On 7 March and 27 March 2021, Mahathir received two doses of the COVID-19 vaccine.

In December 2021, Mahathir was admitted to the IJN for a medical check-up and observation. He was discharged after several days. In January 2022, Mahathir underwent an unspecified elective medical procedure at the IJN. He was readmitted later the same month, and placed in the coronary care unit. He continued rehabilitation and treatment after being discharged. Meanwhile, rumors about his health spread widely, prompting the government to urge respect for his family's privacy.

In August 2022, Mahathir tested positive for COVID-19 and was admitted to the IJN for observation. He was discharged after receiving treatment.

In August 2023, Mahathir was hospitalised with an infection, he was discharged days later. In January 2024, he was again hospitalised due to an infection, and again six months later in July due to coughing.

On 15 October 2024, Mahathir was admitted to the hospital due to a respiratory infection; He was discharged on 28 October.

On 10 July 2025, he celebrated his 100th birthday by making a special live podcast at his office in Putrajaya. He described his centennial as being a "normal day".

In April 2026, Mahathir revealed in his podcast that after suffering a fall earlier in the year whilst exercising, he has lost the ability to control one of his legs. He stated that he "can stand now but I can't control the leg. It is as if I don't have legs".

== Sleeping habits ==
Following the 1997 Asian financial crisis, Mahathir adopted a habit of working long hours, dedicating himself to stabilizing Malaysia's economy and governance. Despite his demanding schedule, he managed brief afternoon naps to maintain his productivity.

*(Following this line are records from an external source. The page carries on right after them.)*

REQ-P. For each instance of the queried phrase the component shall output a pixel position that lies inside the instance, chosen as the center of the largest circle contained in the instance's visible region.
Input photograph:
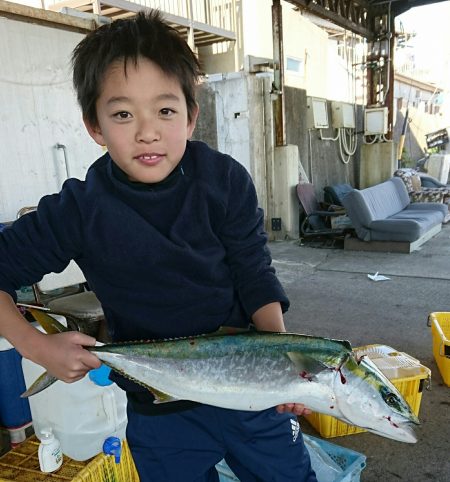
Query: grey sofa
(384, 213)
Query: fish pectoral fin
(50, 325)
(307, 366)
(41, 383)
(161, 397)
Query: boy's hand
(63, 355)
(295, 408)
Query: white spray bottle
(49, 453)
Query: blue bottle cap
(113, 446)
(100, 376)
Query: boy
(169, 236)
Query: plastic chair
(315, 219)
(66, 294)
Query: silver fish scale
(239, 381)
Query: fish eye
(390, 398)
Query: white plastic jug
(82, 414)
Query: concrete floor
(332, 296)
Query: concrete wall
(320, 159)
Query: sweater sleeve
(39, 242)
(245, 241)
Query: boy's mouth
(149, 158)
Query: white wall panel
(38, 111)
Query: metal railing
(216, 13)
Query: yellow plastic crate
(404, 371)
(440, 330)
(22, 465)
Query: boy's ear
(192, 123)
(95, 132)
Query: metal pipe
(278, 83)
(66, 162)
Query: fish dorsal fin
(228, 330)
(307, 366)
(50, 325)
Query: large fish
(257, 370)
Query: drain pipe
(66, 162)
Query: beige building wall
(304, 43)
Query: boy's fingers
(295, 408)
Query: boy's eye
(167, 112)
(122, 115)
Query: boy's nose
(147, 131)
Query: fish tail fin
(41, 383)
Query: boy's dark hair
(145, 35)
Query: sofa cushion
(384, 213)
(377, 202)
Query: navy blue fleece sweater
(180, 258)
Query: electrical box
(342, 115)
(375, 121)
(317, 113)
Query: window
(295, 66)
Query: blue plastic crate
(351, 463)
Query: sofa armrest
(427, 196)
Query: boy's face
(142, 120)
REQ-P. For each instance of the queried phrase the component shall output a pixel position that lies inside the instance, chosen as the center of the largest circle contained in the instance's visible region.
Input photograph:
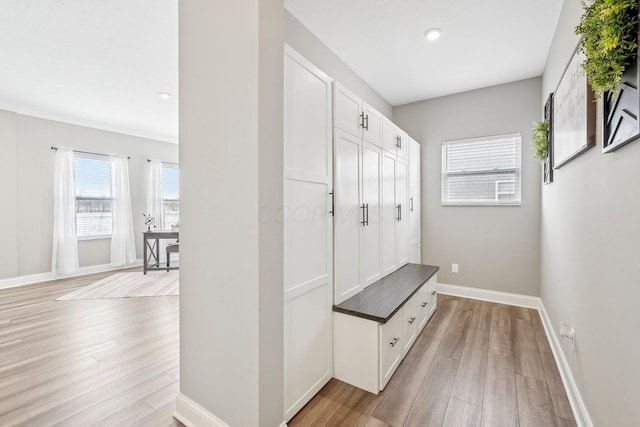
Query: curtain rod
(89, 152)
(166, 163)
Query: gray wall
(496, 247)
(590, 259)
(309, 46)
(27, 172)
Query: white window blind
(94, 182)
(482, 171)
(171, 194)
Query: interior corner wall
(308, 45)
(590, 258)
(496, 247)
(28, 174)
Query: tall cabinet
(414, 202)
(308, 231)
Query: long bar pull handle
(333, 206)
(367, 209)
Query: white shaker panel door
(389, 211)
(347, 110)
(402, 220)
(308, 232)
(349, 215)
(371, 252)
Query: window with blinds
(94, 182)
(171, 194)
(482, 171)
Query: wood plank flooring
(111, 362)
(475, 364)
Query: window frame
(106, 158)
(444, 173)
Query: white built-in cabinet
(414, 202)
(308, 231)
(347, 224)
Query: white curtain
(155, 205)
(64, 259)
(123, 248)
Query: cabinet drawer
(409, 323)
(390, 348)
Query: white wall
(590, 259)
(231, 272)
(27, 174)
(496, 247)
(309, 46)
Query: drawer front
(390, 347)
(424, 305)
(409, 323)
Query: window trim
(517, 170)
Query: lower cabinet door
(409, 323)
(390, 348)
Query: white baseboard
(575, 399)
(491, 296)
(45, 277)
(191, 414)
(573, 394)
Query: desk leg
(144, 254)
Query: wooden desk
(151, 248)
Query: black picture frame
(548, 162)
(621, 110)
(574, 110)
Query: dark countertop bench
(381, 300)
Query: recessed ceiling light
(432, 34)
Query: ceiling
(99, 63)
(483, 43)
(103, 63)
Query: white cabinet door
(372, 125)
(308, 237)
(390, 348)
(349, 215)
(402, 223)
(371, 249)
(348, 114)
(409, 324)
(389, 135)
(389, 211)
(414, 202)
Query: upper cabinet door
(402, 147)
(347, 111)
(372, 125)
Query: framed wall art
(574, 114)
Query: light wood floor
(474, 364)
(111, 362)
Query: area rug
(128, 285)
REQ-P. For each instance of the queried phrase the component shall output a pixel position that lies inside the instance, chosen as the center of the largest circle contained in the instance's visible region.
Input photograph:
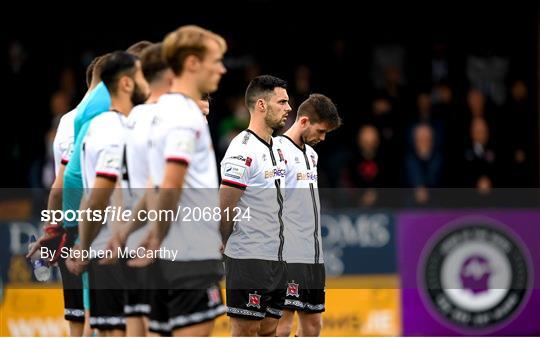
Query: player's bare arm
(228, 197)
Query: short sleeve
(109, 163)
(235, 168)
(180, 145)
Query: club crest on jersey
(214, 297)
(280, 153)
(254, 300)
(293, 289)
(246, 138)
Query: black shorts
(72, 285)
(73, 294)
(255, 288)
(137, 293)
(305, 287)
(180, 300)
(106, 297)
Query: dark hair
(95, 67)
(320, 108)
(153, 63)
(261, 86)
(139, 47)
(119, 63)
(206, 97)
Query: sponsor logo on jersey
(214, 296)
(111, 160)
(293, 289)
(234, 171)
(280, 154)
(276, 172)
(247, 160)
(254, 300)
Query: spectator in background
(423, 165)
(479, 167)
(518, 139)
(366, 166)
(232, 125)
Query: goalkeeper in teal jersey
(66, 192)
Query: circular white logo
(475, 277)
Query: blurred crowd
(466, 124)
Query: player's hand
(117, 241)
(152, 241)
(54, 238)
(77, 265)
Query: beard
(273, 121)
(138, 96)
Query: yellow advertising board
(33, 311)
(355, 306)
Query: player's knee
(311, 326)
(243, 327)
(268, 328)
(284, 329)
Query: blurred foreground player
(74, 311)
(186, 298)
(102, 158)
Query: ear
(192, 63)
(127, 84)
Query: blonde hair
(186, 41)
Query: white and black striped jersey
(302, 211)
(179, 133)
(63, 141)
(101, 156)
(252, 164)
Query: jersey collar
(269, 145)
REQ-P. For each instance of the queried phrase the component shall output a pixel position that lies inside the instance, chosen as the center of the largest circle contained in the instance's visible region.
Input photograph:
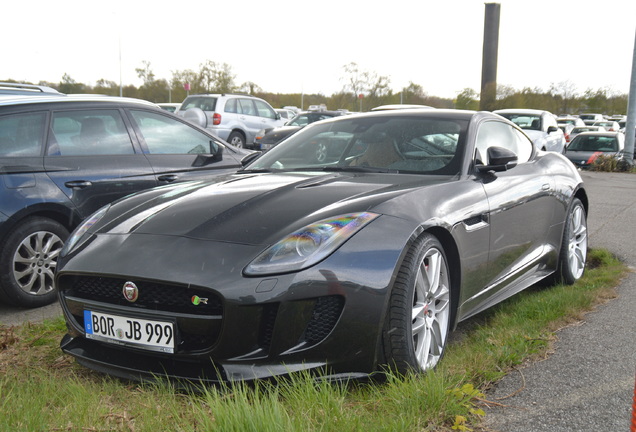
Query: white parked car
(232, 117)
(540, 126)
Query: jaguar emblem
(131, 292)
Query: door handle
(78, 184)
(168, 178)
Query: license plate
(141, 333)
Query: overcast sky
(302, 46)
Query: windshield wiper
(257, 170)
(358, 168)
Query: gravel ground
(587, 384)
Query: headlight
(82, 229)
(308, 245)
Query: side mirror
(196, 116)
(250, 158)
(500, 159)
(215, 155)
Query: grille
(152, 295)
(194, 333)
(267, 325)
(324, 317)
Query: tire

In 2018, Mahathir returned as prime minister and undertook extensive efforts to reform the government. He often worked late into the night, reading over 200 documents until 4:00–5:00 AM and resuming work by 7:00 AM.

== Driving habits ==
Mahathir is an avid fan of cars and driving. After returning as prime minister in 2018, he drove around Kuala Lumpur to observe the capital and later took a Ferrari for a spin around the illuminated Sepang International Circuit (SIC). When not behind the wheel, he was chauffeured by Johor’s Sultan Ibrahim Iskandar in a first-generation Proton Saga, a car he had gifted to the ruler’s father in 1985, and also experienced riding in an autonomous Proton Exora.

On 23 September 2024, Mahathir shared a video of himself driving at the Sepang Circuit. In the three-minute video, he accelerated and reached a speed of 154 km per hour.

== Security incidents and assassination threats ==

Mahathir has been the target of various security incidents throughout his political career, including bomb hoaxes, assassination plots, and physical attacks. These incidents, often tied to his political decisions and prominent role in Malaysian politics, were successfully thwarted or resolved without major harm.